空のカップを落とさないように気をつけながら、警備隊の詰所に戻る。……ジンが鍋でタンポポ茶を炒っていた。
「お、ユーリ。なかなか評判よかったぜ。これの分についてはグレットが払うから、値段教えてくれってよ」
「残りを買い上げるから、あたしにも値段教えてね」
カルネも乗り気だ。自分の考えた商品をお金を出して買う、と言ってくれる人物がいることに、ユーリは無情の喜びを感じる。
「……毎度!」
今回は試飲と言うことで、銀貨1枚にミルクとはちみつ代を上乗せしてもらうことにした。もろもろを考えれば赤字だ。しかし、種を蒔かねば収穫はできないものだ。
「次からはいくらになりそう?」
「……その量で銀貨3枚は欲しい」
「うーん、それだと悩むね……」
まだまだ改善しないといけないことばかりだ。
今日中にファーレン村に帰りつかなければならないので、ユーリ達はソレイユから鶏のつがいを受け取り、セレストを発つ。今回も警備隊員がユーリ達に合わせて着いてきてくれるようだ。
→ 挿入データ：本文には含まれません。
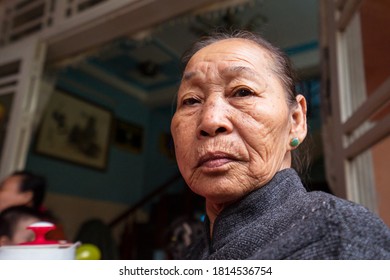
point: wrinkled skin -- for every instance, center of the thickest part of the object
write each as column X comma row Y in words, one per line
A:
column 232, row 126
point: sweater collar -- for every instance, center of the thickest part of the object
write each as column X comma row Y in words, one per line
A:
column 256, row 204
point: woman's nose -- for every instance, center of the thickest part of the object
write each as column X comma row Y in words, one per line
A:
column 214, row 119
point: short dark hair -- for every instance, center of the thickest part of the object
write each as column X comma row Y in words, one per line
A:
column 282, row 68
column 34, row 183
column 10, row 217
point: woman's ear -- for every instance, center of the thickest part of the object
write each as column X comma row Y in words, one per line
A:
column 298, row 121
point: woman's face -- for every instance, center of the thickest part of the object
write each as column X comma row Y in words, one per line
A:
column 232, row 125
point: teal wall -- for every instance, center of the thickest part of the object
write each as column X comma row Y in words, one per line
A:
column 129, row 176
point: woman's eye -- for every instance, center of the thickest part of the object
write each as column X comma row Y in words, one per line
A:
column 242, row 92
column 190, row 101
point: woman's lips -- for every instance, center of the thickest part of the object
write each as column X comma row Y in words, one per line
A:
column 215, row 160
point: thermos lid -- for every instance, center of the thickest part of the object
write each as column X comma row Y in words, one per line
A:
column 40, row 229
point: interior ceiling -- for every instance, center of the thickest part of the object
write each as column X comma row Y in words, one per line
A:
column 145, row 65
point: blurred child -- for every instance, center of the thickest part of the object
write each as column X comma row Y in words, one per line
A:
column 14, row 222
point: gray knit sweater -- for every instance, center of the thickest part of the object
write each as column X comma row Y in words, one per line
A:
column 282, row 220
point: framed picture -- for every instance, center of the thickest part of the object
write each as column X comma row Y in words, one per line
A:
column 75, row 130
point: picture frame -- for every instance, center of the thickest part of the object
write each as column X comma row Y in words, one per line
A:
column 75, row 130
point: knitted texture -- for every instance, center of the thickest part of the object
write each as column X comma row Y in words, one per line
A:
column 281, row 220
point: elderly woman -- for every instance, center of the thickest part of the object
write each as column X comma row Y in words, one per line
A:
column 237, row 123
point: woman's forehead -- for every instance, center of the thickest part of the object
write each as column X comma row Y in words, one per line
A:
column 230, row 53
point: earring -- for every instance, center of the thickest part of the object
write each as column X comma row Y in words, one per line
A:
column 294, row 142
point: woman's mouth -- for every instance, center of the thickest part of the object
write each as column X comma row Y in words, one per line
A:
column 215, row 160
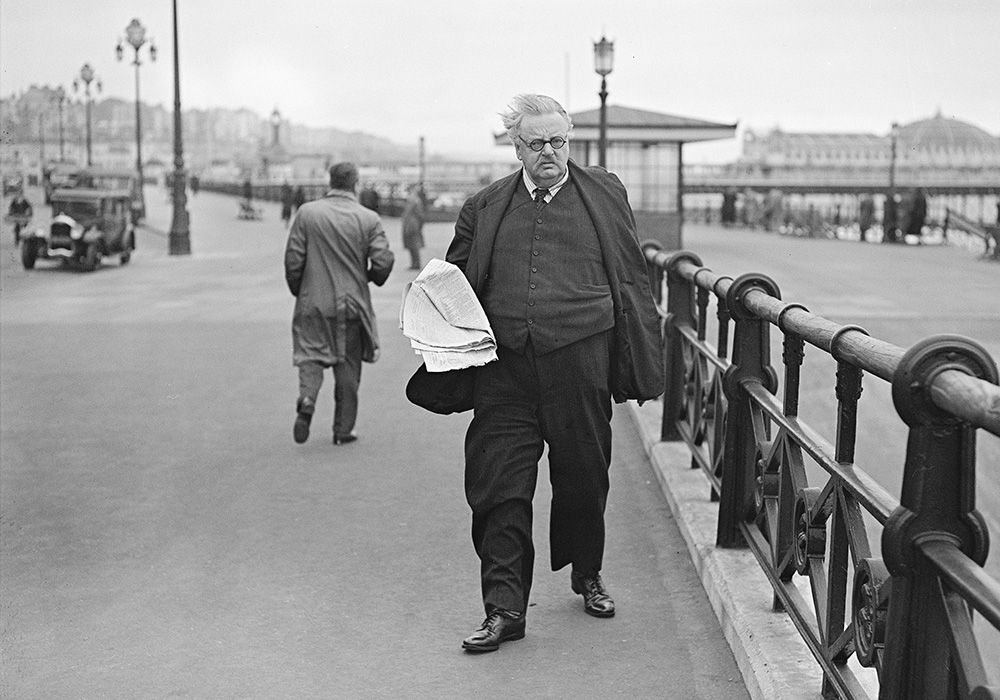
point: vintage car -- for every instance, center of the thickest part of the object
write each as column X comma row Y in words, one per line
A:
column 98, row 178
column 87, row 224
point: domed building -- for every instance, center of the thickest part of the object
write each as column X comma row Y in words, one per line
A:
column 954, row 163
column 940, row 142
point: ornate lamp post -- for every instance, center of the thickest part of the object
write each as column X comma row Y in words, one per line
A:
column 87, row 76
column 889, row 211
column 60, row 98
column 180, row 234
column 136, row 36
column 604, row 58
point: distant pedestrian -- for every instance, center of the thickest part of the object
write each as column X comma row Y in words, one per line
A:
column 335, row 248
column 369, row 198
column 916, row 215
column 287, row 200
column 20, row 211
column 890, row 222
column 413, row 226
column 866, row 215
column 728, row 213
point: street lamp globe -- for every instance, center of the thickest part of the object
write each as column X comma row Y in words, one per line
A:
column 136, row 34
column 604, row 56
column 86, row 74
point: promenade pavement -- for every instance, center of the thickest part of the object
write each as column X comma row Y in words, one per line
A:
column 161, row 536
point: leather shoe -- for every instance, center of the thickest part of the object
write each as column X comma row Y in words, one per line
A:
column 345, row 439
column 596, row 600
column 304, row 408
column 497, row 627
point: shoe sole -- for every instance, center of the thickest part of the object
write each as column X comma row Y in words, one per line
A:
column 300, row 432
column 590, row 611
column 478, row 649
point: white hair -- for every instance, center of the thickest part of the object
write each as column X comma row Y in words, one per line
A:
column 531, row 104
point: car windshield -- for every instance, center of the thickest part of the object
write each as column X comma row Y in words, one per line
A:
column 77, row 210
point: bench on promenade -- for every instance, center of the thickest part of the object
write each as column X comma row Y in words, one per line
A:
column 907, row 614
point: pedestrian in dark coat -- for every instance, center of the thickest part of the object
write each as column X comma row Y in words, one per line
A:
column 916, row 214
column 369, row 198
column 299, row 199
column 866, row 215
column 413, row 226
column 287, row 199
column 890, row 220
column 335, row 248
column 563, row 282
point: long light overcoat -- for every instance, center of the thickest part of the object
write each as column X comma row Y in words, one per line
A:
column 335, row 248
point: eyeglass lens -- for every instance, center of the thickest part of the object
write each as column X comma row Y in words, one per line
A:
column 538, row 144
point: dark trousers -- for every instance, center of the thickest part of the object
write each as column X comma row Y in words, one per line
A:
column 522, row 403
column 346, row 377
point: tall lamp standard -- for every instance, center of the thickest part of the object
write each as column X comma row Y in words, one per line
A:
column 60, row 98
column 135, row 34
column 180, row 234
column 889, row 211
column 86, row 77
column 604, row 58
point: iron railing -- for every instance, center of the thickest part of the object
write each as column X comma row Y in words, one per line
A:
column 909, row 613
column 986, row 235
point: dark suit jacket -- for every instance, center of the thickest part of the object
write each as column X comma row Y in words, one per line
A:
column 636, row 364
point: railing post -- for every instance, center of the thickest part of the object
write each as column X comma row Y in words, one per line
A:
column 751, row 363
column 937, row 505
column 680, row 313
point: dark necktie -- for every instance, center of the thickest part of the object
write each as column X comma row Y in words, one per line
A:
column 540, row 193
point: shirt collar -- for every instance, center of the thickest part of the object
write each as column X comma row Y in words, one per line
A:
column 529, row 183
column 342, row 193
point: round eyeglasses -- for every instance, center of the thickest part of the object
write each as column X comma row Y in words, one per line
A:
column 538, row 144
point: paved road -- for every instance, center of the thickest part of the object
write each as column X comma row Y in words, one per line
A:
column 162, row 537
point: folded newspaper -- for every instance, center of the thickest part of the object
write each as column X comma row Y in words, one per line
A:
column 444, row 320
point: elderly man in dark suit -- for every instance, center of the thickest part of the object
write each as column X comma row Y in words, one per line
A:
column 551, row 252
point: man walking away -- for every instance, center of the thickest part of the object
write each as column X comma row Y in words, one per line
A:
column 335, row 248
column 413, row 226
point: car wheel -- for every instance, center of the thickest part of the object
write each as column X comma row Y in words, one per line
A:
column 92, row 258
column 29, row 253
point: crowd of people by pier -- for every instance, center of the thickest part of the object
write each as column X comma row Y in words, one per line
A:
column 904, row 214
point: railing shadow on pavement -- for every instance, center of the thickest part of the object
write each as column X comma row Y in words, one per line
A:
column 908, row 615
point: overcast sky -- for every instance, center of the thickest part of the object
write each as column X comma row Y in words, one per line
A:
column 443, row 69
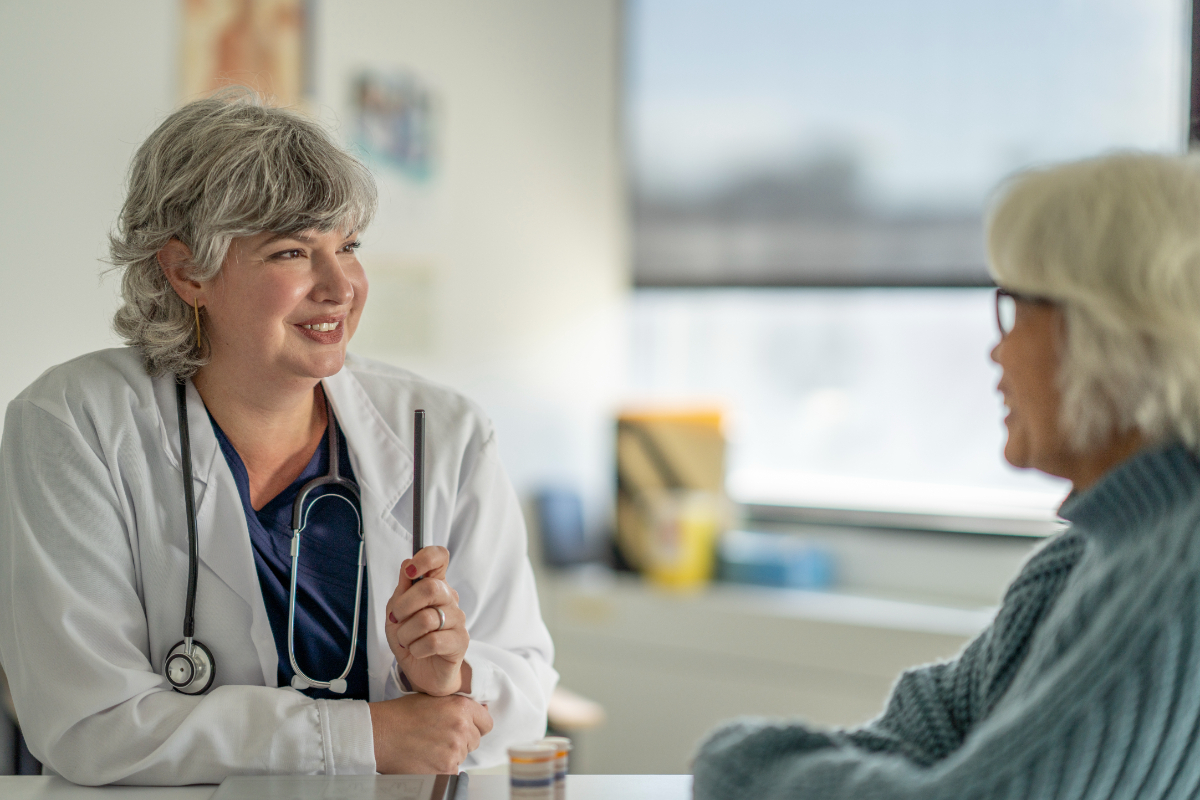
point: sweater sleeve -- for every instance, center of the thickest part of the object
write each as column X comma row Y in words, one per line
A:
column 933, row 708
column 1103, row 702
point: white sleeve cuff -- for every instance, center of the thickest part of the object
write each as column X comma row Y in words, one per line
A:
column 346, row 737
column 485, row 684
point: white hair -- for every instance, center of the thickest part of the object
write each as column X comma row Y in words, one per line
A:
column 1115, row 240
column 220, row 168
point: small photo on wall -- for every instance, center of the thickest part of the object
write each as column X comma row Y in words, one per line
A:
column 395, row 122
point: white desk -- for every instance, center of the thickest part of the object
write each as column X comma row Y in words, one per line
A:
column 481, row 787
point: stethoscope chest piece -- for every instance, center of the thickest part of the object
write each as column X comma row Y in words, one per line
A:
column 190, row 673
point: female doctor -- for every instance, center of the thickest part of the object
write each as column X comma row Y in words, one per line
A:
column 241, row 289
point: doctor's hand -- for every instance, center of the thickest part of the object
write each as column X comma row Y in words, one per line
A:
column 418, row 734
column 430, row 651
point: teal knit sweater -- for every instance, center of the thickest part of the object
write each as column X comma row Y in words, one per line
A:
column 1086, row 685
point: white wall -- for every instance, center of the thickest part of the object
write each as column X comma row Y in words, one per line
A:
column 520, row 241
column 81, row 84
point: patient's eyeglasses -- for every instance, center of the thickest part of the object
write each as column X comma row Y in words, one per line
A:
column 1006, row 307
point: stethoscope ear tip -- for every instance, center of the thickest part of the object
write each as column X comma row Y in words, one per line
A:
column 337, row 686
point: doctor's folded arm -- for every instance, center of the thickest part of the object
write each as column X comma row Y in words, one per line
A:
column 207, row 536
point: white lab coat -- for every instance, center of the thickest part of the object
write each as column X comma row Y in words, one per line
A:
column 94, row 575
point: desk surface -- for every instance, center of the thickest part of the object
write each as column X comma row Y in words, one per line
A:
column 481, row 787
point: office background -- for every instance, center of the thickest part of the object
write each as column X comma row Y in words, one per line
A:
column 534, row 266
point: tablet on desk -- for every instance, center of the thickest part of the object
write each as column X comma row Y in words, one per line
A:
column 345, row 787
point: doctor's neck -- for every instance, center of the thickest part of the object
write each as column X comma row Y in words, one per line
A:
column 275, row 435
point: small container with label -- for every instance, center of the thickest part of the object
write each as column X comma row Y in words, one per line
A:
column 564, row 747
column 532, row 771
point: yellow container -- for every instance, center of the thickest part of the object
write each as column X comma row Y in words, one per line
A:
column 683, row 537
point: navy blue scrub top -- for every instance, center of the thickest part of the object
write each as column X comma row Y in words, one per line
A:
column 328, row 571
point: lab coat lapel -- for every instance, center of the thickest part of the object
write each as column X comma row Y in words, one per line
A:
column 383, row 467
column 220, row 518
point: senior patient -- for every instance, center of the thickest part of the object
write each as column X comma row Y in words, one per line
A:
column 1087, row 683
column 241, row 288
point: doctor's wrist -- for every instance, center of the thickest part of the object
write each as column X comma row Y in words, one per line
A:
column 463, row 687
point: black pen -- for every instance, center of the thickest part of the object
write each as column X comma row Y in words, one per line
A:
column 418, row 482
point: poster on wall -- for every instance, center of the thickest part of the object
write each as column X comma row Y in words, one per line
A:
column 395, row 122
column 257, row 43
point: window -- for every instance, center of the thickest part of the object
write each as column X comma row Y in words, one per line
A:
column 803, row 144
column 810, row 143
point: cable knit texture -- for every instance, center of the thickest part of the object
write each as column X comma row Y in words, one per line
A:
column 1086, row 684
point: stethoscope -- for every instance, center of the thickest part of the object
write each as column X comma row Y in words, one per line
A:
column 189, row 666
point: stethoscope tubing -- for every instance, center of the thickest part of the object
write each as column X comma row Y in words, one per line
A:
column 292, row 597
column 299, row 522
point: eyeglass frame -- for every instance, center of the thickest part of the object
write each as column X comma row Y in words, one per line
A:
column 1033, row 300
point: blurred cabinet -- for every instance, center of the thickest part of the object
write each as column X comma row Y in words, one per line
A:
column 669, row 667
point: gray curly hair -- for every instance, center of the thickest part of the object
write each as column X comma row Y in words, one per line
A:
column 220, row 168
column 1115, row 240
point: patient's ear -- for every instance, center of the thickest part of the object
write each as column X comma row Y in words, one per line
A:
column 175, row 258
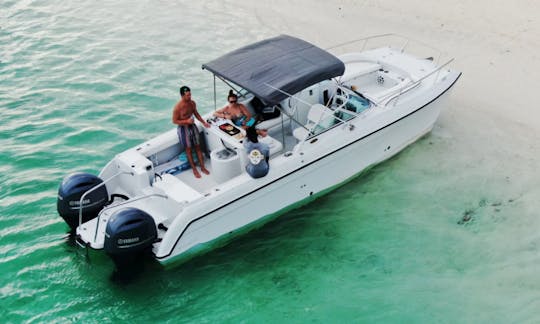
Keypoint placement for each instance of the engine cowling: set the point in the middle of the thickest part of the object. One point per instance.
(129, 231)
(70, 192)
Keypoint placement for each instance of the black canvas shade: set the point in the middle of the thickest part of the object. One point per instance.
(281, 63)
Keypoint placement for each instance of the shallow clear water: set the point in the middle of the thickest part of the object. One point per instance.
(80, 83)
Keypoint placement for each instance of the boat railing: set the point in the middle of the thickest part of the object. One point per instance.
(95, 188)
(126, 202)
(407, 87)
(403, 45)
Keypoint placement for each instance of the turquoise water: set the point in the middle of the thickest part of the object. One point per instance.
(447, 231)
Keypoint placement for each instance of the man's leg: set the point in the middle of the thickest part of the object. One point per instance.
(201, 159)
(190, 159)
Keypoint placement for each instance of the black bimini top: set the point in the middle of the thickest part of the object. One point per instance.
(283, 62)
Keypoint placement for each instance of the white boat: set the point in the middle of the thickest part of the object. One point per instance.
(338, 115)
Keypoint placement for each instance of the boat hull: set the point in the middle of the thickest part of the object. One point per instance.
(316, 176)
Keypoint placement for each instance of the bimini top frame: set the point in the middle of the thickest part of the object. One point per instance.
(283, 62)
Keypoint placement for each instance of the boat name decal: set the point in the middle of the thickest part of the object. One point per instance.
(76, 202)
(127, 241)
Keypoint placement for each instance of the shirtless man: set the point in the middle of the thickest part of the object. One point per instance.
(183, 113)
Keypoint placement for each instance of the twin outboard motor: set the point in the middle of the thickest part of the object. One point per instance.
(129, 232)
(69, 195)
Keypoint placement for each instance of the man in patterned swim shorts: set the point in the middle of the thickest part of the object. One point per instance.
(183, 113)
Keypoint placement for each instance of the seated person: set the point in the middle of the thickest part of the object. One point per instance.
(258, 154)
(236, 112)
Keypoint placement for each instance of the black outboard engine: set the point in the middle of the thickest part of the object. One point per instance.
(69, 195)
(129, 233)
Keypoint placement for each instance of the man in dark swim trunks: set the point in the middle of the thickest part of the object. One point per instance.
(183, 113)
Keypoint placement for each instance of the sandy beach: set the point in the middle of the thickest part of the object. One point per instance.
(446, 231)
(494, 43)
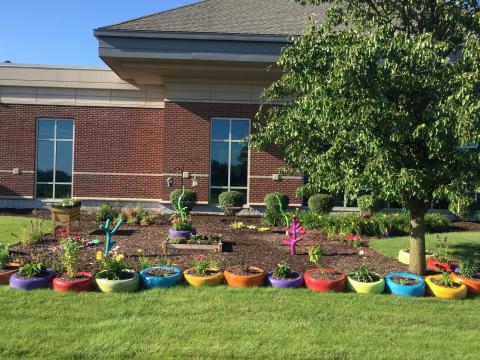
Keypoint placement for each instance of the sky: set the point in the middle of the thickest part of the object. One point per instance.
(60, 32)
「まあ、下心あるんだけどね。ファーレンに着いたら、またタンポポ茶を用意してくれないだろうか」
ヘンダールはすっかり気に入ってくれたようだ。
「こちらもそれで安全が確保できるなら安いものです」
道中では視線を感じたが、ヘンダールが付いてきていることもあって絡まれることはなかった。
到着後、タンポポの根を刻み、炒ってからヘンダールに振舞う。ミルクはないので、はちみつだけだ。ソニアとクレアにも振舞った。
「うん、やっぱりミルクだな」
「俺ははちみつとミルク」
「……そんなにミルク入りは美味しかったの?ヤギが売ってもらえなかったのは残念ね」
「……おいしい」
どうにかしてミルクをファーレン村でも手に入れたいものだとユーリは強く思った。